A Bit of Nature in the City and a Bonus DIY
Even though we live in the middle of Manhattan, there is usually enough nature around that it does not feel oppressive.
The beautiful church around the corner has the feel of a country church. Actually, it was built as a vacation church for church members who vacationed uptown in the late 1800’s. Yes, my neighborhood used to be a resort community.
Continuing on the same nature in the city theme, my husband went for a walk in Riverside Park late in the afternoon.
Looking uptown, you get the iconic view of the George Washington bridge.
I like that the Hudson always smells a bit like the ocean. That ocean smell always make me feel like I’m home. I grew up hearing fog horns at night.
The community garden was in full late summer blowsy bloom.
Before the real-estate boom, our neighborhood was dotted with community gardens. They have mostly all been turned into condos. This garden in Riverside Park is one of the last ones left.
I just loved the late afternoon light glowing through the flowers.
When my husband and I first started going out he used to talk about how much he loved late afternoon light. he really has convinced me about the beauty of golden afternoon light.
I don’t know if this photo captures the crazy proportions of this flower. it looks like a stage prop from the Wizard of Oz.

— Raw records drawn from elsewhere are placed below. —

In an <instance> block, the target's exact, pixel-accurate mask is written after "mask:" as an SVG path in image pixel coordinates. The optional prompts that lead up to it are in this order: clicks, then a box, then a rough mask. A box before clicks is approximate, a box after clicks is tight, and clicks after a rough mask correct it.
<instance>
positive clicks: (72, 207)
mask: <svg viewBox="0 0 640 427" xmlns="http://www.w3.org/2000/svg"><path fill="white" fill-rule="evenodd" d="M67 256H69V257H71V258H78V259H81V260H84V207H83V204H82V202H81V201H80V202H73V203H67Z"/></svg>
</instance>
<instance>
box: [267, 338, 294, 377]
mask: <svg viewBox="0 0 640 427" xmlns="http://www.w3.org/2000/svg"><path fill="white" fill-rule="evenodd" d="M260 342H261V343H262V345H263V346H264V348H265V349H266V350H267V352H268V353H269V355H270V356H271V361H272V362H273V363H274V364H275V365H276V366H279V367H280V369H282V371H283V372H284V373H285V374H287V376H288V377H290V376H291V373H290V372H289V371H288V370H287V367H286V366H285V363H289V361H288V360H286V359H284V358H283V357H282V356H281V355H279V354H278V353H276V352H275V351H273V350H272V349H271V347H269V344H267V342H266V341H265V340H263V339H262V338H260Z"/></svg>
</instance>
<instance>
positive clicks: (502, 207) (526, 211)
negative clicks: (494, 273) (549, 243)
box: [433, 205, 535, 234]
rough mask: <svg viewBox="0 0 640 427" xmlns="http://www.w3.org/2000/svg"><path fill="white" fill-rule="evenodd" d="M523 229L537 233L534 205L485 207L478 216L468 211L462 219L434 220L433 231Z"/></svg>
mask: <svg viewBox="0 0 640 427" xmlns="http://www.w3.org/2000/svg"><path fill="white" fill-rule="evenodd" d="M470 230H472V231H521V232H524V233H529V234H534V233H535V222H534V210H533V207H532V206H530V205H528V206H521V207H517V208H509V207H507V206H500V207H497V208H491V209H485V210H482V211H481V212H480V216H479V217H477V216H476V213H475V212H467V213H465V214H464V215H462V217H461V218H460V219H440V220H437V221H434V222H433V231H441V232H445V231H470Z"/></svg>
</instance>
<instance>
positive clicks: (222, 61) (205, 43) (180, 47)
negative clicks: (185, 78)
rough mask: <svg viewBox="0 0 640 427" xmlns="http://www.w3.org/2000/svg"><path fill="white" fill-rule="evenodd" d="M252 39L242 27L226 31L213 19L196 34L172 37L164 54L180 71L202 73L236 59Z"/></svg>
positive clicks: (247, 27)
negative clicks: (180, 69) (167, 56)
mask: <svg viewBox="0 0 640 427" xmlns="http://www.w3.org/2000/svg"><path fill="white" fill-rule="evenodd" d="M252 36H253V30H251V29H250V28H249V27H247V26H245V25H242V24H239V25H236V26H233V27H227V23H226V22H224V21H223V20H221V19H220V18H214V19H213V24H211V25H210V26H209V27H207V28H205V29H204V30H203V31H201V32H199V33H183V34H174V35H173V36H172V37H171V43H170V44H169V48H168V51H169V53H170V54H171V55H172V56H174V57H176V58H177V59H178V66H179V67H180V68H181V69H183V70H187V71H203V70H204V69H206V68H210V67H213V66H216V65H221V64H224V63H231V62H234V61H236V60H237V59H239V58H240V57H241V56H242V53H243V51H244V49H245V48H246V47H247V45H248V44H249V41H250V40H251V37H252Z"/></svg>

On our way out of the park we caught a bit of this performance of Shakespeare at the Soldier’s and Sailor’s Memorial.
And now for the DIY hand lotion. If I were a cleverer writer there would be an elegant transition. Instead, you get a clunky transition but a good recipe.
Because I work with fabric, I need to keep my hands smooth. If my hands are dry then I snag fabric as I work with it. Also dealing with fabric tends to pull moisture from your hands.
Every few months, I make myself some strong hand crème.
This is what goes into it.
The Shea butter is soft and a little greasy. You need to pair it with a fat with a much lower melting point. Cocoa butter melts at body temperature. It smells like chocolate but it is hard to apply when it isn’t hot out. It’s about as hard as paraffin.
I put a bunch of each into a Pyrex measuring cup and heat it up in the microwave for a minute.
After a minute in the microwave it looks like this, I break up the lumps and let the magic of heat retention do the rest of the melting job.
You can see the specialized tool I used for stirring, a butter knife.
Then I add essential oils to the mix. This is what I used. The result smells a little like an old timey scent they might sell in the gift shop of a Colonial reenactment tourist attraction. You don’t have to use the oils I used.
I poured the result into a variety of tins and set them into the freezer to set.